Haeussler, K., Fritz-Wolf, K., Reichmann, M., Rahlfs, S., & Becker, K. (2018). Characterization of plasmodium falciparum 6-phosphogluconate dehydrogenase as an antimalarial drug target. Journal of Molecular Biology (London), 430(21), 4049-4067. doi:10.1016/j.jmb.2018.07.030.


引用: https://hdl.handle.net/21.11116/0000-0001-ECF4-2
要旨
The enzyme 6-phosphogluconate dehydrogenase (6PGD) of the malaria parasite Plasmodium falciparum catalyzes the third step of the pentose phosphate pathway (PPP) converting 6-phosphogluconate (6PG) to ribulose 5-phosphate. The NADPH produced by 6PGD is crucial for antioxidant defense and redox regulation and ribose 5-phosphate is essential for DNA and RNA synthesis in the rapidly growing parasite. Thus, 6PGD represents an attractive antimalarial drug target. In this study, we present the X-ray structures of Pf6PGD in native form as well as in complex with 6PG or NADP+ at resolutions of 2.8 Å, 1.9 Å, and 2.9 Å, respectively. The overall structure of the protein is similar to structures of 6PGDs from other species; however, a flexible loop close to the active site rearranges upon binding of 6PG and likely regulates the conformation of the cofactor NADP+. Upon binding of 6PG, the active site loop adopts a closed conformation.

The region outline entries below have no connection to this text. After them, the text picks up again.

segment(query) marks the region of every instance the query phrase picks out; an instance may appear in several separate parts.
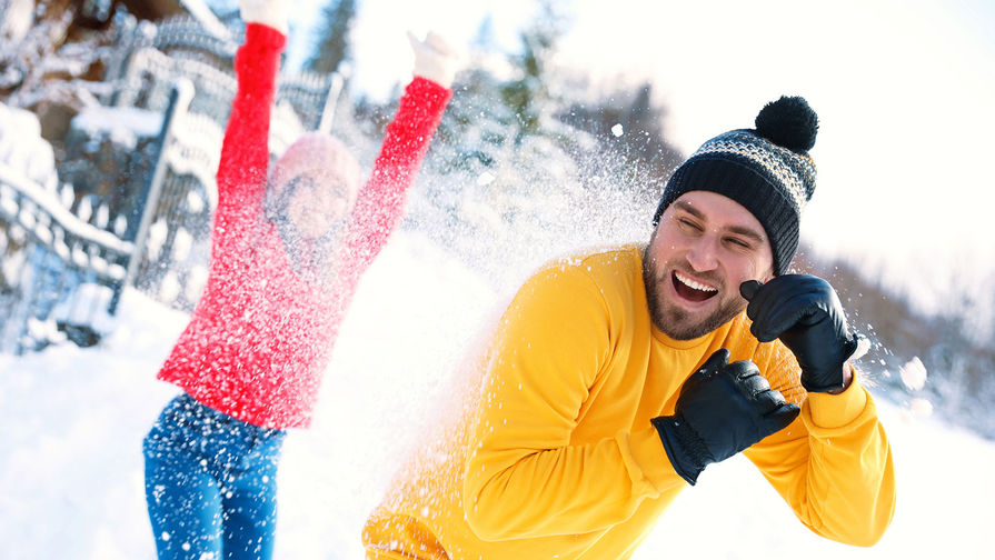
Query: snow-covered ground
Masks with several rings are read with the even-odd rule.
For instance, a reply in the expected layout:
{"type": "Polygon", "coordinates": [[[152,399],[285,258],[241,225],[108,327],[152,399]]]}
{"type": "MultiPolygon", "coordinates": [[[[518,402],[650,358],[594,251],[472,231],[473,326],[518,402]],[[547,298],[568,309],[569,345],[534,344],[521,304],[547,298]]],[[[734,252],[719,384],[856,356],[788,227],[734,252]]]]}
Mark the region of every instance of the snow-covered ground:
{"type": "MultiPolygon", "coordinates": [[[[287,440],[277,558],[362,558],[367,512],[507,296],[419,233],[395,236],[344,324],[315,426],[287,440]]],[[[0,356],[0,558],[153,558],[141,439],[177,392],[155,373],[186,317],[136,291],[120,313],[98,347],[0,356]]],[[[809,533],[735,458],[708,468],[637,558],[992,558],[995,444],[878,402],[899,496],[877,547],[809,533]]]]}

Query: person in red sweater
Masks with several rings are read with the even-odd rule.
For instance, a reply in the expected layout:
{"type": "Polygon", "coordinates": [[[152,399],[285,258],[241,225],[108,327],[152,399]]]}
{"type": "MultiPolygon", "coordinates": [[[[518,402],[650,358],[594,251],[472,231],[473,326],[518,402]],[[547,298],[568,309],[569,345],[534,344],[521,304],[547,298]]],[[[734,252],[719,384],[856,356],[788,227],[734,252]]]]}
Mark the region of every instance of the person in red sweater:
{"type": "Polygon", "coordinates": [[[286,430],[311,421],[360,276],[402,216],[451,98],[456,57],[409,36],[415,77],[360,188],[359,164],[307,133],[269,168],[269,121],[289,2],[240,0],[246,39],[218,169],[210,272],[158,378],[183,392],[143,441],[160,559],[263,559],[273,549],[286,430]]]}

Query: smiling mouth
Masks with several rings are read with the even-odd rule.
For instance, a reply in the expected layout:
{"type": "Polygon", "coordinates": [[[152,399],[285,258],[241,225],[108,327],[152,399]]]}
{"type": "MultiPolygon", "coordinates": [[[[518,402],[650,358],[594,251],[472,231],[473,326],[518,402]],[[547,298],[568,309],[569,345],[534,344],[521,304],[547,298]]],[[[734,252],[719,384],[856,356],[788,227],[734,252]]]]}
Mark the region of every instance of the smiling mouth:
{"type": "Polygon", "coordinates": [[[677,294],[688,301],[705,301],[718,293],[718,288],[696,282],[677,271],[670,273],[670,282],[677,294]]]}

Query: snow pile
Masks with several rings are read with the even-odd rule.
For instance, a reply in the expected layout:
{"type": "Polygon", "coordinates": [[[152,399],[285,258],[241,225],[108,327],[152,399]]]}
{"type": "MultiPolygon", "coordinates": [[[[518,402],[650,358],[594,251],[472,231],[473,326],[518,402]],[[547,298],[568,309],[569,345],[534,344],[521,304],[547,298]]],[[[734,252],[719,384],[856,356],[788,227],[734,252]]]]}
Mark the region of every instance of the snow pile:
{"type": "MultiPolygon", "coordinates": [[[[456,364],[507,294],[420,233],[401,231],[364,278],[315,426],[287,440],[277,558],[361,559],[359,531],[456,364]]],[[[151,559],[141,438],[177,392],[155,373],[186,324],[125,293],[100,346],[0,356],[0,542],[6,558],[151,559]]],[[[815,537],[743,458],[715,464],[667,511],[637,559],[984,558],[995,548],[995,444],[878,399],[898,510],[856,549],[815,537]]]]}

In the absence of 6PG the loop opens and NADP+ is bound in a waiting position indicating that the cofactor and 6PG bind independently from each other. This sequential binding mechanism was supported by kinetic studies on the homodimeric wildtype Pf6PGD. Furthermore, the function of the Plasmodium-specific residue W104 L mutant was characterized by site-directed mutagenesis. Notably, the activity of Pf6PGD was found to be post-translationally redox regulated via S-nitrosylation and screening the MMV Malaria Box identified several compounds with IC50s in the low micromolar range. Together with the three-dimensional structure of the protein, this is a promising starting point for further drug discovery approaches.